Industri gula di Indonesia saat ini mencerminkan struktur pasar yang terkonsentrasi, di mana kendali pasokan dan distribusi dikuasai oleh dua entitas utama: badan usaha milik negara melalui PTPN Group dan konglomerasi swasta Sugar Group Companies (SGC). Keberadaan pemain-pemain besar ini menciptakan pola industri yang cenderung oligopolistik, terutama dalam mengelola pasokan tebu dari petani serta jaringan distribusi nasional.

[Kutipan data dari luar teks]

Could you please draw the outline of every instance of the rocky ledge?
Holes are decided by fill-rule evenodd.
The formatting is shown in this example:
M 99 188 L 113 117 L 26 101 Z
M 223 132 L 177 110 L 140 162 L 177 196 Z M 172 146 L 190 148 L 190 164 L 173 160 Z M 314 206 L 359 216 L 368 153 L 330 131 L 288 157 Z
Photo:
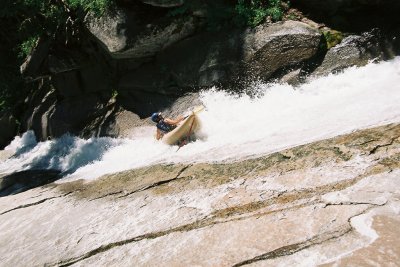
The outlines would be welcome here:
M 4 266 L 349 266 L 400 260 L 400 125 L 221 164 L 0 198 Z

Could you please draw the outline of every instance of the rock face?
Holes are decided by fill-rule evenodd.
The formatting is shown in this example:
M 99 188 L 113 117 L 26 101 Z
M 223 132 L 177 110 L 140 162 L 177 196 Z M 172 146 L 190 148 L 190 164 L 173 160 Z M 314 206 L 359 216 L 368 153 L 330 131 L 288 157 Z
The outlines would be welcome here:
M 65 133 L 85 137 L 117 134 L 109 119 L 115 106 L 112 71 L 97 47 L 84 42 L 89 51 L 56 49 L 48 39 L 39 40 L 21 67 L 36 87 L 25 100 L 21 132 L 32 129 L 38 140 Z
M 18 130 L 17 120 L 11 113 L 0 113 L 0 129 L 0 149 L 3 149 L 17 134 Z
M 28 78 L 37 79 L 45 74 L 43 65 L 49 53 L 50 40 L 47 37 L 42 37 L 38 40 L 36 47 L 31 54 L 26 58 L 25 62 L 21 65 L 21 74 Z
M 59 171 L 21 171 L 0 177 L 0 197 L 24 192 L 59 179 Z
M 2 264 L 390 265 L 399 162 L 400 125 L 387 125 L 241 162 L 50 184 L 0 198 Z
M 165 49 L 155 61 L 127 73 L 119 91 L 129 99 L 125 101 L 128 108 L 146 114 L 146 106 L 154 110 L 157 103 L 168 102 L 168 95 L 173 98 L 185 88 L 210 87 L 238 76 L 269 79 L 279 69 L 314 56 L 320 39 L 317 29 L 295 21 L 246 31 L 206 32 Z
M 159 20 L 142 25 L 137 15 L 128 9 L 117 9 L 95 18 L 88 15 L 86 25 L 114 58 L 151 57 L 182 40 L 196 30 L 193 17 Z
M 261 25 L 245 33 L 243 57 L 252 75 L 269 78 L 281 68 L 313 57 L 320 40 L 320 32 L 302 22 Z
M 321 5 L 301 2 L 299 6 L 310 9 Z M 342 16 L 344 7 L 356 10 L 357 4 L 397 6 L 355 0 L 329 0 L 322 6 L 334 18 Z M 285 17 L 284 22 L 266 20 L 252 29 L 221 23 L 218 30 L 208 30 L 212 19 L 218 19 L 212 11 L 230 10 L 232 5 L 222 0 L 122 1 L 100 18 L 88 14 L 74 45 L 41 38 L 21 66 L 38 88 L 27 99 L 27 112 L 18 117 L 21 131 L 34 129 L 40 140 L 66 132 L 118 136 L 125 126 L 119 130 L 117 111 L 133 112 L 140 120 L 214 85 L 242 92 L 255 79 L 298 84 L 314 70 L 314 76 L 325 75 L 400 51 L 400 38 L 388 42 L 397 42 L 393 48 L 370 32 L 347 37 L 322 62 L 322 24 L 306 18 L 302 21 L 307 24 Z
M 313 72 L 321 76 L 341 71 L 351 66 L 364 66 L 369 61 L 385 57 L 385 49 L 381 47 L 379 33 L 350 35 L 328 50 L 321 65 Z
M 79 91 L 82 86 L 78 84 L 82 85 L 85 81 L 89 84 L 90 81 L 101 82 L 101 79 L 95 76 L 74 79 L 76 75 L 79 75 L 79 71 L 59 74 L 56 79 L 60 84 L 58 90 L 48 82 L 39 85 L 29 98 L 29 108 L 21 123 L 22 132 L 34 130 L 38 140 L 59 137 L 67 132 L 86 137 L 117 134 L 110 129 L 113 122 L 109 118 L 115 107 L 115 100 L 110 99 L 110 94 L 104 91 Z

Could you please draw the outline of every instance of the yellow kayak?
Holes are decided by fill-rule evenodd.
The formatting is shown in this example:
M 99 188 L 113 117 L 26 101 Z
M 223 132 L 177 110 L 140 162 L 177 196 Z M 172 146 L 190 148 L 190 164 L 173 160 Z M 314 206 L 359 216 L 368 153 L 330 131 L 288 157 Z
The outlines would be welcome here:
M 190 135 L 198 131 L 200 129 L 200 120 L 197 113 L 203 109 L 204 106 L 194 108 L 187 118 L 181 121 L 175 129 L 165 134 L 161 140 L 165 144 L 175 145 L 178 141 L 188 138 Z

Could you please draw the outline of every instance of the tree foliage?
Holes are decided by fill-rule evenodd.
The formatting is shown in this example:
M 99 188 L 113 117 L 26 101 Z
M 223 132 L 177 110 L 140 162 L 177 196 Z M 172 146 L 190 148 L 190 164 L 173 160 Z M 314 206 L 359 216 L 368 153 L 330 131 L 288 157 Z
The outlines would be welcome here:
M 279 21 L 283 16 L 281 0 L 238 0 L 235 10 L 238 22 L 251 27 L 262 23 L 267 17 Z
M 206 11 L 207 28 L 214 31 L 232 24 L 255 27 L 268 17 L 271 21 L 280 21 L 288 6 L 287 0 L 233 0 L 229 4 L 223 1 L 210 1 L 207 3 Z M 198 8 L 197 2 L 188 2 L 171 9 L 168 15 L 186 15 Z
M 71 42 L 78 38 L 88 12 L 101 16 L 113 3 L 113 0 L 1 0 L 0 110 L 26 94 L 19 66 L 40 36 Z

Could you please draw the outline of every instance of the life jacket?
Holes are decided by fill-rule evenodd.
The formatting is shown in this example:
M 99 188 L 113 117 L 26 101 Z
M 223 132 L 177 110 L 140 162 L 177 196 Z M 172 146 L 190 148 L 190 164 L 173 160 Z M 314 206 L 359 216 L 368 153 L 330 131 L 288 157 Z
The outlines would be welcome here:
M 173 129 L 175 129 L 175 127 L 175 125 L 168 124 L 164 120 L 160 120 L 157 123 L 157 128 L 164 134 L 172 131 Z

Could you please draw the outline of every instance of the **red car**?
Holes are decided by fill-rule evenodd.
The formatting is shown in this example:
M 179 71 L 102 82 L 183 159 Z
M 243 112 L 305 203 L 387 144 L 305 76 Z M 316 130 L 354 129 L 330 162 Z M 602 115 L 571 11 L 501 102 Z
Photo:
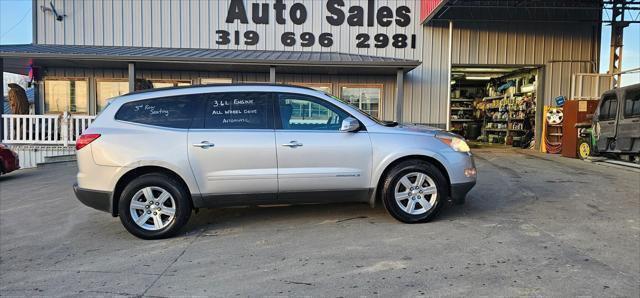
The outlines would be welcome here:
M 13 172 L 20 168 L 18 154 L 7 146 L 0 144 L 0 175 Z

Secara garis besar, lanskap gula nasional terbagi menjadi dua segmen krusial. Segmen Gula Kristal Putih (GKP) untuk konsumsi masyarakat menjadi arena persaingan antara BUMN melalui anak usaha PT Sinergi Gula Nusantara (SGN) serta perusahaan swasta seperti SGC dan Gunung Madu Plantations. Sementara itu, segmen Gula Kristal Rafinasi (GKR) untuk kebutuhan industri makanan dan minuman didominasi oleh raksasa perdagangan pangan seperti Wilmar Group, Sungai Budi Group, dan Jawamanis Rafinasi.
Pemerintah terus berupaya memperkuat posisi domestik dengan melakukan konsolidasi bisnis gula BUMN di bawah naungan SGN. Upaya ini membuahkan hasil positif dengan peningkatan produksi pada musim giling 2024. Meski demikian, ketergantungan terhadap pasar global tetap tinggi, mengingat produksi dalam negeri saat ini baru mampu mencukupi sekitar sepertiga dari total kebutuhan nasional yang terus melonjak seiring pertumbuhan industri makanan dan minuman.
Tantangan struktural seperti rendahnya produktivitas tebu per hektare dan penggunaan mesin pabrik yang telah berusia lanjut menjadi penghambat utama efisiensi industri. Selain itu, kebocoran distribusi gula rafinasi ke pasar konsumsi rumah tangga sering kali menciptakan instabilitas harga yang merugikan petani lokal.
Di tengah proyeksi nilai pasar yang menembus angka belasan miliar dolar AS pada tahun 2030, pemerintah kini memacu program swasembada gula yang ditargetkan tercapai pada 2027. Melalui serangkaian kebijakan strategis, mulai dari revitalisasi pabrik, ekstensifikasi lahan tebu, hingga dukungan pembiayaan, pemerintah berharap dapat membalikkan kondisi ketergantungan impor demi menjaga ketahanan pangan nasional di masa depan.